What I use to write code, wrangle AI, and avoid carpal tunnel.

Workstation

  • MSI Vector 16 HX AI (Intel Ultra 9 275HX, 64GB RAM, RTX 5080)

    A lot of horsepower for someone who started on a Commodore 64. I use the 5080 to run models locally so I can go nuts in a sandbox I control. Mostly it's just nice to have a machine that doesn't choke when I ask it to do something interesting.

  • Dual 22" External Monitors

    Nothing fancy. Two screens, side by side. One for coding, and one for testing or documenting as I go.

  • Logitech ERGO K860 Keyboard

    Split ergonomic keyboard is the way. We can either invest in ergonomics or invest in a physio. The keyboard costs less time.

  • HandshoeMouse Shift

    Looks like a sleeping face hugger. Feels better than anything I've used. No need for a wrist rest, no compressed ulnar nerve, your hand just rests on it instead of gripping. I switched for comfort and never looked back.

Development Tools

  • JetBrains Toolbox

    JetBrains IDEs have static analysis that understands the language, not just syntax highlighting. The indexer drinks RAM for breakfast, but the middle click-ability, refactoring, and debugging tools are worth it. Once you know IntelliJ, you know PyCharm, WebStorm, GoLand, same keybindings, same comfortable surroundings. The DataGrip introspective autocomplete for joins has saved me hours.

  • AI IDEs (Cursor, Google Antigravity, Kiro)

    My one IDE era is over. It's hard to pick a favourite Cursor is my favourite, but I still use Antigravity & Kiro every other day. I prefer three low-tier subscriptions over one upgraded plan. Cursor's multi-agent mode is superb. I use the agent code review option and in-IDE browser mode on the regular. I appreciate the way Kiro creates steering documents, but their spec-driven mode is a bit over-rated. Google Antigravity with the latest Gemini and Opus models is a good deal with my existing Gemini Pro.

AI Tools

  • Chatbots (The AI Council)

    ChatGPT is like my science teacher, Claude has English teacher vibes, and Gemini is the control group. I haven't put my finger on Grok yet, maybe crazy uncle or the neighbor from Plants vs Zombies? I wrote about when to bring in a second AI.

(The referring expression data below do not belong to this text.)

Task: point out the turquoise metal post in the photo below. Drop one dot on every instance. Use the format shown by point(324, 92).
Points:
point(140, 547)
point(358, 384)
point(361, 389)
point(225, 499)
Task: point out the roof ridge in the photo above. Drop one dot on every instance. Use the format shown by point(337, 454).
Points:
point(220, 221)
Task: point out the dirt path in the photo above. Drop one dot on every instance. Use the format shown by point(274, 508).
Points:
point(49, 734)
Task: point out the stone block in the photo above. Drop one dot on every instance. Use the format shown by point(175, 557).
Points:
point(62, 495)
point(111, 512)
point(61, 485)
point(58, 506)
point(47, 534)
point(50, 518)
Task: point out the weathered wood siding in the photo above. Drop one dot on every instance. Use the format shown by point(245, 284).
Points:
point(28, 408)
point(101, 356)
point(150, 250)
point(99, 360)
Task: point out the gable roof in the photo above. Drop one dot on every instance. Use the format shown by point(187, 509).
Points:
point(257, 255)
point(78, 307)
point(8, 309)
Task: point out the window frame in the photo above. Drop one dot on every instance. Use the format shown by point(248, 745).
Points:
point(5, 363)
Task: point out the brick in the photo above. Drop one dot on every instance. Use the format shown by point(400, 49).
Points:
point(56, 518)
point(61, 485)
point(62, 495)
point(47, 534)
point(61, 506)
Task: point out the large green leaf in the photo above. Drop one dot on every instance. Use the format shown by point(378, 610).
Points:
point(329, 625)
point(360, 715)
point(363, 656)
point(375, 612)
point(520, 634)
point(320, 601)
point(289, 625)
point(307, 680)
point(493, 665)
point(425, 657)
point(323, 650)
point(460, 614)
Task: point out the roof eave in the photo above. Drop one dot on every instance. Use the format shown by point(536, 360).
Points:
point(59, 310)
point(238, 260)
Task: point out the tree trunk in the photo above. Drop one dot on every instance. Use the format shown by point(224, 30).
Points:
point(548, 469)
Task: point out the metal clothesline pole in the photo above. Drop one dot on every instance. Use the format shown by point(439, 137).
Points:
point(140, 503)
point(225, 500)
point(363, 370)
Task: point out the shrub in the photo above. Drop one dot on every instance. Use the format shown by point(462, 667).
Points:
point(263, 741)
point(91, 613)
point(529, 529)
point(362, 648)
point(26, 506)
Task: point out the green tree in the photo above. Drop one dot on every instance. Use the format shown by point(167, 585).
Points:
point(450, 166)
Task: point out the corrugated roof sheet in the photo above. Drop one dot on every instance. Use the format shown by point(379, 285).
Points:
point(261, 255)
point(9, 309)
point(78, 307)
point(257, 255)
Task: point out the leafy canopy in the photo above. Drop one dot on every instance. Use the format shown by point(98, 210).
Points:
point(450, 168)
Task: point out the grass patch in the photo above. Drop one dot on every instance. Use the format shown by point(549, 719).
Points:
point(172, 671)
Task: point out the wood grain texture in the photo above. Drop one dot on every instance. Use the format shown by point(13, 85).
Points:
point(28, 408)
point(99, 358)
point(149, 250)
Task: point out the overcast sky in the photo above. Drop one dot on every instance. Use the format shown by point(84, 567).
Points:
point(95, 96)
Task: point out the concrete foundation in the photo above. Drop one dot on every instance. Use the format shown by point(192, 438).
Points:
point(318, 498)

  • Agentic CLI: Codex, Gemini, Claude Code, Grok

    It's hard to beat Claude Code, but the others are still useful. If Claude gets annoying I'll spin up Codex or Gemini. Sometimes Codex takes forever or Gemini gets stuck in a loop. I tried Grok and it's fine, just not my go-to. Lots of planning required, and remember: high skill, low trust.

Productivity

  • Obsidian

    Plain markdown is my favourite format, I'll take one hash over a large heading any day. Files organized into Projects, Areas, and Resources. At work I keep one weekly file with headings for each day, jotting down todos, colleague requests, and quick thoughts before they vanish. It's simple, local, and gives me a structured place to dump my brain.

  • reMarkable

    My morning ritual and meeting companion. I use it to physically write out the day into four quadrants, mapping 'High Importance/High Urgency' tasks and updating throughout the day. It's great how I can select and move things around the page, and it's hard to beat that real paper feel - except for maybe with real paper?